Efficient solver and preconditionner for 3D Stokes Problem

Dear all,

I am solving a 3D Stokes problem with PETSc in parallel, with this variationnal formulation grad(u)' * grad(v) + grad(uB)' * grad(vB) + grad(uC)' * grad(vC) - div(u) * q - div(v) * p + epsq * p * q

To solve this I am currently using the solver gmres with the LU preconditionning -ksp_type gmres -pc_type lu -pc_factor_mat_solver_type mumps.

However this method, is memory and time consuming due to the LU factorization (so I can only run small case even on HPC).

I have also try the solver block jacobi with a ILU preconditionning, but the the linear solver does not converge.

Could someone know a solver and a preconditionner to solve efficiently such a problem ?

Thank you in advance for your help,

Best regards,


Use fieldsplit and look at the literature.

Thanks ! I will have a look on this.


I have tried the solver proposed on the FreeFEM git: https://github.com/FreeFem/FreeFem-sources/blob/develop/examples/hpddm/stokes-fieldsplit-3d-PETSc.edp

set(A, sparams = " -ksp_type fgmres -pc_type fieldsplit -pc_fieldsplit_type schur -pc_fieldsplit_schur_fact_type lower -pc_fieldsplit_detect_saddle_point -fieldsplit_velocity_sub_pc_type lu "
               +  " -fieldsplit_pressure_sub_pc_type lu -fieldsplit_velocity_sub_pc_factor_mat_solver_type mumps -fieldsplit_pressure_sub_pc_factor_mat_solver_type mumps -ksp_monitor -ksp_view "
               + " -fieldsplit_velocity_ksp_type gmres -fieldsplit_velocity_ksp_max_it 5 -fieldsplit_pressure_ksp_type gmres -fieldsplit_pressure_ksp_max_it 5 -ksp_rtol 1e-6");

However, this solver is slower that my previous solver and gives me an incorrect result.

Do you know what might be the cause ?
or how could I adapt it ?

Thank you in advance,

Best regards,


What does -ksp_converged_reason return?

It returns

 0 KSP Residual norm 4.595362033965e+31 
 1 KSP Residual norm 3.698028393291e+16 
Linear solve converged due to CONVERGED_RTOL iterations 1


Are you using the default tgv value of 10^{30}?

Yes I am using the default one.

Then switch to something else first.

I have tried different value of tgv but the result remain not correct and the residuals remain big.

What do you get with tgv = -1 + -ksp_monitor_true_residual -pc_type lu?

By doing this, I get the right result:

-->Solving with PETSc began....
  0 KSP preconditioned resid norm 2.720997719081e+02 true resid norm 4.595728221659e+01 ||r(i)||/||b|| 1.000000000000e+00
  1 KSP preconditioned resid norm 1.879238360449e-04 true resid norm 1.609760664389e-10 ||r(i)||/||b|| 3.502732508859e-12

and it is much faster.


For the largest problem you tried with this, what was the performance of the method?

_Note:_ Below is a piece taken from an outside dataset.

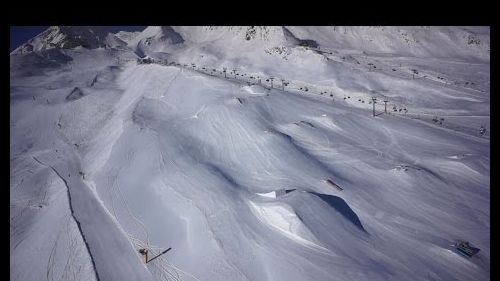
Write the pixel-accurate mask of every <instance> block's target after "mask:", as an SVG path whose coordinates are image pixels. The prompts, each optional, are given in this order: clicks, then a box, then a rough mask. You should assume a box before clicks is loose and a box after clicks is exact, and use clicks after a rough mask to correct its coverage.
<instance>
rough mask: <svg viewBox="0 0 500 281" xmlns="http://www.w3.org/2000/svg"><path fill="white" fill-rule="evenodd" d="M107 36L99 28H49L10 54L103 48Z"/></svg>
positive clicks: (100, 27)
mask: <svg viewBox="0 0 500 281" xmlns="http://www.w3.org/2000/svg"><path fill="white" fill-rule="evenodd" d="M107 34H108V32H106V29H105V28H104V27H99V26H51V27H49V28H48V29H47V30H45V31H44V32H42V33H40V34H39V35H37V36H35V37H34V38H32V39H30V40H28V42H26V43H24V44H23V45H21V46H19V47H18V48H17V49H15V50H14V51H13V52H12V53H15V54H16V53H21V54H23V53H30V52H33V51H35V52H36V51H44V50H48V49H53V48H60V49H73V48H75V47H79V46H81V47H85V48H89V49H94V48H98V47H103V46H105V39H106V35H107Z"/></svg>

Also, if the problem is symmetric with homogeneous Dirichlet boundary conditions (tgv = -2), you should consider switching to -pc_type cholesky.

With -ksp_type gmres -pc_type lu -pc_factor_mat_solver_type mumps I have been able to run a case with about 384 000 tetras (mesh3 cube(40, 40, 40)) on 144 CPUs and it takes 53 min.

I have not succeeded to run larger case with this method,


I have try tgv=-2 with -pc_type cholesky. The code converges, but the results are not correct.

Is your problem symmetric with homogeneous Dirichlet boundary conditions?

Sorry for my misunderstanding, I don’t have homogeneous Dirichlet boundary conditions. And my problem I think is not symmetric due to the extra term -eps*p*q.

The term -eps*p*q is symmetric, but if you don’t have homogeneous Dirichlet BC, tgv=-2 is useless indeed. 53 minutes for the above problem suggest that something is wrong on your machine.

Considering a case with 750 000 tetras (cube(50, 50, 50)) I have not been able to run it even using more that 200 CPUs.

The PETSc iterations don’t even start. This suggests that there is indeed a problem on the machine. But in the other hand it is known that LU factorization is time and memory consuming.

So I don’t know what is exactly the problem


Share the test case, I will let you know how much time it takes on a properly configured machine.